1. Skills are not just markdown files

They're structured prompts that can be:

  • Benchmarked with quality metrics
  • Optimized for different models
  • Versioned and improved over time
  • Auto-generated in model-specific variants

2. The Skills + DSPy connection unlocks infrastructure

Current state: Skills are manually crafted, shared as .md files, no quality metrics

Possible future:

my-skill/
├── SKILL.md          # Baseline
├── TRAINING.json     # Test cases
├── OPTIMIZED.md      # Auto-generated variants
└── METRICS.json      # Quality benchmarks

This enables:

  • "This Skill scores 82% on security detection benchmarks"
  • "Auto-optimized for GPT-4o, Qwen3, Llama 3.1"
  • "Version 2.1 - +15% improvement over v2.0"
  • Community contributions to training data

3. Skills become model-agnostic

Write the Skill once. Auto-optimize for:

  • Frontier models (minimal prompting needed)
  • Local models (heavy few-shot guidance)
  • Future models (re-optimize when GPT-5 drops)

No manual prompt engineering per model.

Limitations & Next Steps

This is early exploration.

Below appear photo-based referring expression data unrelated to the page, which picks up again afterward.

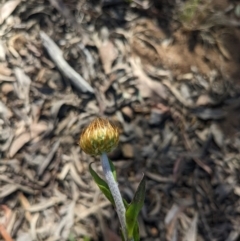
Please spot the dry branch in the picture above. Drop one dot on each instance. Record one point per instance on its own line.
(56, 55)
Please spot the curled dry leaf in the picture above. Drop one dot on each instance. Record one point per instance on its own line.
(7, 8)
(108, 54)
(191, 234)
(147, 86)
(25, 137)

I only tested:

  • One skill type (code review)
  • Two models (GPT-4o, Qwen3)
  • Simple metrics (10 training examples)

Questions to explore:

  • Does this work for other skill types? (data analysis, API design, etc.)
  • Do optimizations transfer across model families?
  • Can we auto-generate training data with GPT-4?
  • What's the right standardized format for Skill training data?

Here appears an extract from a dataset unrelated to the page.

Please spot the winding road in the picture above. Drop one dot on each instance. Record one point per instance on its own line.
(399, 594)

I'm sharing this as: "These two ecosystems connect nicely - here's proof it works."

Not as: "This is the final solution."


Try it yourself: https://github.com/instavm/skill-optimization


Appendix: Technical Implementation

DSPy Signatures

class CodeReview(dspy.Signature):
    """Find security vulnerabilities and bugs in code."""
    code = dspy.InputField(desc="Source code to analyze")
    language = dspy.InputField(desc="Programming language")
    critical_issues = dspy.OutputField(desc="Critical security vulnerabilities")
    high_issues = dspy.OutputField(desc="High priority bugs")

Evaluation Metric

def evaluate_quality(output, expected):
    # Parse issues from output
    issues = parse_issues(output)

    # Calculate precision/recall
    precision = matched / len(issues)
    recall = matched / len(expected)

    # Evaluate explanation quality
    has_impact = check_for_impact_explanation(issues)
    has_fix = check_for_fix_suggestion(issues)

    # Weighted score
    return 0.4 * f1 + 0.3 * has_impact + 0.3 * has_fix

Optimization Loop

# Create optimizer
optimizer = dspy.BootstrapFewShot(
    metric=quality_metric,
    max_bootstrapped_demos=4,
    max_labeled_demos=4
)

# Compile
optimized = optimizer.compile(
    student=module,
    trainset=training_examples
)

# The optimized module now has:
# - Better instructions
# - 4 selected few-shot examples
# - Improved reasoning strategy

Results Data

{
  "gpt4o": {
    "baseline": 0.406,
    "optimized": 0.388,
    "improvement": -0.044
  },
  "qwen": {
    "baseline": 0.425,
    "optimized": 0.551,
    "improvement": 0.125,
    "relative_improvement": 0.294
  }
}

All data, code, and examples available in the repository.